One day my grandson, Brad, who is five, came running into the room where his mother was working. With considerable animation in his voice he said, “Megan hit me!” Megan is his three-year-old sister.
From the beginning of time, parents have dreaded these words, because then they have to assume the roles of detectives, judges, policemen, and jailors. Who started it? Why did you hit your brother?
Of course, the answers from the parties involved never coincide, so the wisdom of Solomon is required to sort it all out. Then they ask, futilely, how many times have I told you not to do that? Then the parents have to figure out a plan for preventing this behavior—usually something different, because everything else has already failed.
But this interaction with Brad was different, and it loudly confirmed what I’ve been teaching for many years, that as children we learned to lie only to avoid the withdrawal of the love of our parents and others. If we had felt unconditionally loved as children, there would have been no need to lie. Brad’s mother has done an admirable job of unconditionally loving him from birth. When he makes mistakes, she teaches and guides him, but she doesn’t express disappointment and anger, which have no useful role in teaching and only serve to communicate I don’t love you to a child.
Because Brad hasn’t been punished with disappointment and anger—because he hasn’t experienced the withdrawal of love —when he’s made mistakes, he hasn’t found much use for lying. So when he came to his mother and said, “Megan hit me!” she knew she didn’t need to turn the experience into an interrogation. She simply said, “Oh, really?”
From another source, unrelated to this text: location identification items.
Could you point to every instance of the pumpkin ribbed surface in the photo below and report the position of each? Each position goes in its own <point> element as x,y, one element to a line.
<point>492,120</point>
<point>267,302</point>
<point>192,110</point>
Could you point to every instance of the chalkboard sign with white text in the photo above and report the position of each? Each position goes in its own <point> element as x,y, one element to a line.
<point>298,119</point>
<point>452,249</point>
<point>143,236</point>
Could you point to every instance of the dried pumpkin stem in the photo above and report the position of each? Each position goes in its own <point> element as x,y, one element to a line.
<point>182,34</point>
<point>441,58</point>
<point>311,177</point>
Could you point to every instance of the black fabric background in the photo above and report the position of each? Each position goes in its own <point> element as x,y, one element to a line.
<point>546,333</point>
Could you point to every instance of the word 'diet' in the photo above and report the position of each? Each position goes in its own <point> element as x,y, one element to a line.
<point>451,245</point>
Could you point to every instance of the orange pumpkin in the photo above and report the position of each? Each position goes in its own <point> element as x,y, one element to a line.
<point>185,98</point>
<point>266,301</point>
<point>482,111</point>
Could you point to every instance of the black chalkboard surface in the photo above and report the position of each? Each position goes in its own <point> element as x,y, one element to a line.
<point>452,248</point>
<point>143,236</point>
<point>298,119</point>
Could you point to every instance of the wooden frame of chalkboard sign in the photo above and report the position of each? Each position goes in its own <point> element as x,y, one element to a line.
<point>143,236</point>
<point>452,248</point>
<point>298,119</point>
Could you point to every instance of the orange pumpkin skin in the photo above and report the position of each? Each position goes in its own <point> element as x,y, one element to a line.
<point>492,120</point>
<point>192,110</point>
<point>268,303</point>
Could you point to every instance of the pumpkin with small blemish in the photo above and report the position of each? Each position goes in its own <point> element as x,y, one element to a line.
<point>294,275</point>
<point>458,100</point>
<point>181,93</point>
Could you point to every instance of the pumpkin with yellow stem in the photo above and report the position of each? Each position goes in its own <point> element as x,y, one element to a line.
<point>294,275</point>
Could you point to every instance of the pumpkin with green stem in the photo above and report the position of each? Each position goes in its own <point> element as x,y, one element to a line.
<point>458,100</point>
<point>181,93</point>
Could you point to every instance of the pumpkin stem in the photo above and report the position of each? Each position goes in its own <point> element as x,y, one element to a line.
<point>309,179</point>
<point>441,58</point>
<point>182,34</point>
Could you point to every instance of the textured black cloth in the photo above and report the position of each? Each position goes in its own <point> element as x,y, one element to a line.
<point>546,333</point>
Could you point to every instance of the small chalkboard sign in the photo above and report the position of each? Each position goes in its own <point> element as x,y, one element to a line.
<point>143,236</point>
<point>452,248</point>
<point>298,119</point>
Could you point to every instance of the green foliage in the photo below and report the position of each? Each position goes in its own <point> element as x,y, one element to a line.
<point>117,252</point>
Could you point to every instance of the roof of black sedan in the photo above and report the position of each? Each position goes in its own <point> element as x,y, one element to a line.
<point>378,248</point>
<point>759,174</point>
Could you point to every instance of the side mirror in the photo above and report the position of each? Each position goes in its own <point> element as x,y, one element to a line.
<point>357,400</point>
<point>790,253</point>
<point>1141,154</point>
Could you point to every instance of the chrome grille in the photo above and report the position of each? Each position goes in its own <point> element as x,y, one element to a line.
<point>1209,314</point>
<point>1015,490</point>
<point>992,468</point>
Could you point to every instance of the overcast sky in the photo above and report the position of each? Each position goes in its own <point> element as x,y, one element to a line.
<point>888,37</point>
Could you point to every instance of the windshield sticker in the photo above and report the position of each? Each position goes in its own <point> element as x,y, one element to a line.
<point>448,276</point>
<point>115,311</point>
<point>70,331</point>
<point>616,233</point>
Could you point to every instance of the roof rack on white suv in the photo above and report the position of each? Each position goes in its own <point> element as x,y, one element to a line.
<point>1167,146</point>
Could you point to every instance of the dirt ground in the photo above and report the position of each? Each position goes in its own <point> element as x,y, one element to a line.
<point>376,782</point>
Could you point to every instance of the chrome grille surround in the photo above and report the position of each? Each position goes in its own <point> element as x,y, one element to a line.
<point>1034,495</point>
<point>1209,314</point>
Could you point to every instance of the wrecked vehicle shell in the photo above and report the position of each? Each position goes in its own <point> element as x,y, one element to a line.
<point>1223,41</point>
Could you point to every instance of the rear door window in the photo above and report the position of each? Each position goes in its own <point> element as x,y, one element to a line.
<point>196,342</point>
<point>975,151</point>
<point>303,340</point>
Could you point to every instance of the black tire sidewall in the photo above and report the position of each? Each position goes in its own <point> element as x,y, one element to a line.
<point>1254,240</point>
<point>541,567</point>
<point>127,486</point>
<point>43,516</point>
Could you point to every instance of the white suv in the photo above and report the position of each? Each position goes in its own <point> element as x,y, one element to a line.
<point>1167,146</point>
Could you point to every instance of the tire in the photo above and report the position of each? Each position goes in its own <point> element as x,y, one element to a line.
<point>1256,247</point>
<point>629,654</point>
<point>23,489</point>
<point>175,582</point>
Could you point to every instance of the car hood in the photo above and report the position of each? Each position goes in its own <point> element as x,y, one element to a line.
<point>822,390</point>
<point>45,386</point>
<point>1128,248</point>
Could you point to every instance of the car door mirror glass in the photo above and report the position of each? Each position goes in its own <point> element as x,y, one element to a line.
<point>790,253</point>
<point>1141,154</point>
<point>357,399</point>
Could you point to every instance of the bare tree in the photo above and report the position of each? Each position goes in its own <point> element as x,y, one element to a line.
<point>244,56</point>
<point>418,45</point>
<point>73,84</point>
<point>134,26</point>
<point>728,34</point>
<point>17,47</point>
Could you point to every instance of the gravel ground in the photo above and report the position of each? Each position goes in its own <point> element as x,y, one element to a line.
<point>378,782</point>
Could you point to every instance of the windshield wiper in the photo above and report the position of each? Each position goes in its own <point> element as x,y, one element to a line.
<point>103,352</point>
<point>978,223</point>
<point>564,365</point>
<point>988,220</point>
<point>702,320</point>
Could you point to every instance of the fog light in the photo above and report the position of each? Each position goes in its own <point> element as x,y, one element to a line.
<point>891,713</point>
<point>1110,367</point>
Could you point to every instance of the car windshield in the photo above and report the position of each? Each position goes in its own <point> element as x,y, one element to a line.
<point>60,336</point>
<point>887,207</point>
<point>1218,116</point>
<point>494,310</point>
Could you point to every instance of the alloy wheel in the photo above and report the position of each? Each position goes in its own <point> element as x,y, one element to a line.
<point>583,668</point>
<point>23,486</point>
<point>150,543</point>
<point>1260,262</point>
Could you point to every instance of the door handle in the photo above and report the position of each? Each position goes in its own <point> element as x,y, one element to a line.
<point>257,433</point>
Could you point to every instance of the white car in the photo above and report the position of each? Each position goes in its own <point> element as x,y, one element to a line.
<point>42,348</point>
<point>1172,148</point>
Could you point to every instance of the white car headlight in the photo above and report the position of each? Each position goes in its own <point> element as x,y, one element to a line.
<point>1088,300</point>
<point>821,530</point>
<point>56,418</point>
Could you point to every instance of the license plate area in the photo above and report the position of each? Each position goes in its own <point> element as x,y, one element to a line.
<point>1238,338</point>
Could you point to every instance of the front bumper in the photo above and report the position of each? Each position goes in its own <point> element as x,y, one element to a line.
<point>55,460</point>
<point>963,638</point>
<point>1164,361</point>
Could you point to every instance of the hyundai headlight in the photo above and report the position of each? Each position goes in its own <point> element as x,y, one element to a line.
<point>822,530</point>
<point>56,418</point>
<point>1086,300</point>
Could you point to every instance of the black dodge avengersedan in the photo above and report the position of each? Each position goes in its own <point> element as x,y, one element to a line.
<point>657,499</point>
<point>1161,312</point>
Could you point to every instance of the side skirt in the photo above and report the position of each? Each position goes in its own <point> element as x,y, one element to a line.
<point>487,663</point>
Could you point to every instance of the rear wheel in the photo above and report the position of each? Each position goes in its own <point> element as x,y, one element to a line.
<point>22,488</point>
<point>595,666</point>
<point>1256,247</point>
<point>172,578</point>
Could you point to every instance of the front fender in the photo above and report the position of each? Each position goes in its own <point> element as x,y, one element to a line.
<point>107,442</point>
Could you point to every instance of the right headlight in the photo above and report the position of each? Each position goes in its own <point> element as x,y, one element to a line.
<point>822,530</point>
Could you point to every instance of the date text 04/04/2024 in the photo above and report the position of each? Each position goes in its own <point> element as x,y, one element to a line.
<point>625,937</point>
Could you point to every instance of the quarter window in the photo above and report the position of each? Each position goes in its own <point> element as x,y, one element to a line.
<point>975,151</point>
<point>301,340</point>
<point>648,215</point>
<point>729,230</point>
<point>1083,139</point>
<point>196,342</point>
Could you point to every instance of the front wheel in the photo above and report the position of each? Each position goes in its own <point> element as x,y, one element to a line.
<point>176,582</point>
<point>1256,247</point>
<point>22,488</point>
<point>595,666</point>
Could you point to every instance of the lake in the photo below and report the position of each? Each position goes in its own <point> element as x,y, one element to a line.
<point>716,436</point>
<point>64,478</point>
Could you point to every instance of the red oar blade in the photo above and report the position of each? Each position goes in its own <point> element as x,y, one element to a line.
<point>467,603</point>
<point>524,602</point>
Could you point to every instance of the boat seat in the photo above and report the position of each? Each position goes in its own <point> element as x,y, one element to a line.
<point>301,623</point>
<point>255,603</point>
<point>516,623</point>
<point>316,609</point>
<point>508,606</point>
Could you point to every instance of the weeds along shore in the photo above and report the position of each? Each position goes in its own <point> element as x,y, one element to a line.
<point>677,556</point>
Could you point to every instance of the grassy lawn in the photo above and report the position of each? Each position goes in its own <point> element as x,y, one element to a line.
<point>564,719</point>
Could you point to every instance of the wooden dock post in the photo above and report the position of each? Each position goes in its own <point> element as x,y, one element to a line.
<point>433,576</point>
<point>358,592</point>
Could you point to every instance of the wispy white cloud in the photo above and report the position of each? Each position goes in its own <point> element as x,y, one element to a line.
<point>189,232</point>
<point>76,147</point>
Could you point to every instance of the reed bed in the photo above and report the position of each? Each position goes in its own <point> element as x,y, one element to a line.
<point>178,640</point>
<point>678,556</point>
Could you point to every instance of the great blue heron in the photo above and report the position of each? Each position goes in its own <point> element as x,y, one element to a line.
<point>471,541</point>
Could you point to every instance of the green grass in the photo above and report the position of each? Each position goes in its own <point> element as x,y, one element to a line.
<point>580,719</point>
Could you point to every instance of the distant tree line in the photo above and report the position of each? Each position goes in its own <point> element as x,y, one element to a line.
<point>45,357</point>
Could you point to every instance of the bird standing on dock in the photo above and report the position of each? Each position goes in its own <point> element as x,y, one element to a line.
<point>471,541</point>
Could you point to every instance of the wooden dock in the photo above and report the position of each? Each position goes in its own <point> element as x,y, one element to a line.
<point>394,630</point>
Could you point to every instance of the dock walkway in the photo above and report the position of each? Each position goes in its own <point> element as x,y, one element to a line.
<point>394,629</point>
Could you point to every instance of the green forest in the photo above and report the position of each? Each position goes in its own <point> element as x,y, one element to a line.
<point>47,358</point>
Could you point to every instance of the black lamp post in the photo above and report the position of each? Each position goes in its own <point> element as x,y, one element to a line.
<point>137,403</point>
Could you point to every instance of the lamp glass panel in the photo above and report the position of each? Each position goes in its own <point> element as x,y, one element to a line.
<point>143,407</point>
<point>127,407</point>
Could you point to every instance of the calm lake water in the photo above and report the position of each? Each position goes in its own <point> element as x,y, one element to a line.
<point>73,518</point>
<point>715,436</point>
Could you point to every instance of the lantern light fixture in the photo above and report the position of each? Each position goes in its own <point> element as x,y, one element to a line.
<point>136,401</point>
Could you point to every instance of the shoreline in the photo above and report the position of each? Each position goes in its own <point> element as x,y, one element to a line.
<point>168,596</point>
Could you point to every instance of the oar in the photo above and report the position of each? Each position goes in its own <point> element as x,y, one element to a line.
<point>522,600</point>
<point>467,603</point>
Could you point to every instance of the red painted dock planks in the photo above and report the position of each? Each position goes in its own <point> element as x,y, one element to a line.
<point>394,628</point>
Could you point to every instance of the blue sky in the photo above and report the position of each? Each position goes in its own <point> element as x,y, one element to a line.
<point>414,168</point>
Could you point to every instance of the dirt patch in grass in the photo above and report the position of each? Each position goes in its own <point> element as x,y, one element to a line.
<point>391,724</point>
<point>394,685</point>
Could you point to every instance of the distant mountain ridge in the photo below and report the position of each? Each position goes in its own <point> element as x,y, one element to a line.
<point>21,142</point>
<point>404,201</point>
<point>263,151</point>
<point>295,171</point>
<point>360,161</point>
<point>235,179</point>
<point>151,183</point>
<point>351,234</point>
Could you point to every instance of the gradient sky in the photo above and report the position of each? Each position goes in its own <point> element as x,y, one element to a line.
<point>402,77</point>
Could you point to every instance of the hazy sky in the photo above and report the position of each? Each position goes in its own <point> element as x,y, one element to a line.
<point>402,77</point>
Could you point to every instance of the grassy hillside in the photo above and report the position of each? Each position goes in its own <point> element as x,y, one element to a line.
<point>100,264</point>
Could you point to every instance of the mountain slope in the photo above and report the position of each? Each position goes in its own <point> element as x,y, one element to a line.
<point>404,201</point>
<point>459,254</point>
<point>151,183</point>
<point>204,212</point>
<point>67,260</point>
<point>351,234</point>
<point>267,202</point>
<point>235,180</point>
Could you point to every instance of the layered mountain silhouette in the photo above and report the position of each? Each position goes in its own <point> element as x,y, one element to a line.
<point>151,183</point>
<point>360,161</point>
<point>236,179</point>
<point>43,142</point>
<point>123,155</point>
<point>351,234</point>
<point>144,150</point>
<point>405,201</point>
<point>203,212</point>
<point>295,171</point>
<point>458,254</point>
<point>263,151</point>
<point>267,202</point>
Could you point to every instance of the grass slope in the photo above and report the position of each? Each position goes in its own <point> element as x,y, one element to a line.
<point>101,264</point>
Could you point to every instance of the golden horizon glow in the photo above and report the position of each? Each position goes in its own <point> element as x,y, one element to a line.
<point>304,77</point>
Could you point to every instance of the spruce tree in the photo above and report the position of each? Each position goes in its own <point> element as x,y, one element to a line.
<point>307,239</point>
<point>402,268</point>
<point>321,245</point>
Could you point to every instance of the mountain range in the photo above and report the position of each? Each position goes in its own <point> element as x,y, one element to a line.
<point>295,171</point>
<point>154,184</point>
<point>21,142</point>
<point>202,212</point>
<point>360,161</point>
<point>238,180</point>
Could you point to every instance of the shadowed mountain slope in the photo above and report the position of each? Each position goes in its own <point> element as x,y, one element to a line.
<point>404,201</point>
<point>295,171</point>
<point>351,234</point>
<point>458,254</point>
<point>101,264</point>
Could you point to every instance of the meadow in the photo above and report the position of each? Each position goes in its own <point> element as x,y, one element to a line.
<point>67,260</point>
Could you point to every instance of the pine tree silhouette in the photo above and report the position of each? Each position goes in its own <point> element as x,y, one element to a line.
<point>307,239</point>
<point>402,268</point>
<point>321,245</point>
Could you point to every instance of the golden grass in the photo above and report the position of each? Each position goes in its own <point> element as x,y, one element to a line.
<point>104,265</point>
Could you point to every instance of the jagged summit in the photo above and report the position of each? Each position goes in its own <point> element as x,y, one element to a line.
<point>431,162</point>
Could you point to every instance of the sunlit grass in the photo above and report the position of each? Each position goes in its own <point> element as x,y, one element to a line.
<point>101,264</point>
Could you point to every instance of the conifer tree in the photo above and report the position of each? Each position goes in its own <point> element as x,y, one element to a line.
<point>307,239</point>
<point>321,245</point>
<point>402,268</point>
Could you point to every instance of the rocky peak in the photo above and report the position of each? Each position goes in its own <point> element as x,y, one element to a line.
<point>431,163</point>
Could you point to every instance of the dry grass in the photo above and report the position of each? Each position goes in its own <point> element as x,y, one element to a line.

“Yes,” Brad said, “but I hit her first.”
No need for a detective or a judge or a policeman or a jailor. No conflict at all. Rachel, his mother, simply played the role of parent and taught him.
“Do we hit people?” she asked.
“No,” he said.
“Because it’s not kind.”
“No, it’s not,” she said. “And when you hit Megan, did that make you feel happy inside?”
“Did it make her happy?”
Brad smiled at that. “No, she didn’t like it. That’s why she hit me back. And she almost hit my eye.”
“So hitting didn’t make anybody happy, did it?”
“That’s why we don’t hit people. It’s not kind, it’s not loving, and nobody is ever happy when we’re hitting. So why did you hit her?”
“She took my book from me.”
“And you didn’t like that.”
“Is there something you could have done other than hit her when she took your book?”
Then Rachel talked with Brad until they came up with some ideas together about what he could have done differently that would have made both him and Megan much happier. It was a delightful teaching experience.
Rachel and Brad had such an obviously good time together as they discussed what had happened, that after a few minutes, Megan came running into the room, shouting, “I was hitting too!” She wanted some of the same positive attention Brad was getting.
Loving and teaching children works far better than being angry at them. Loving works better with adults too, by the way.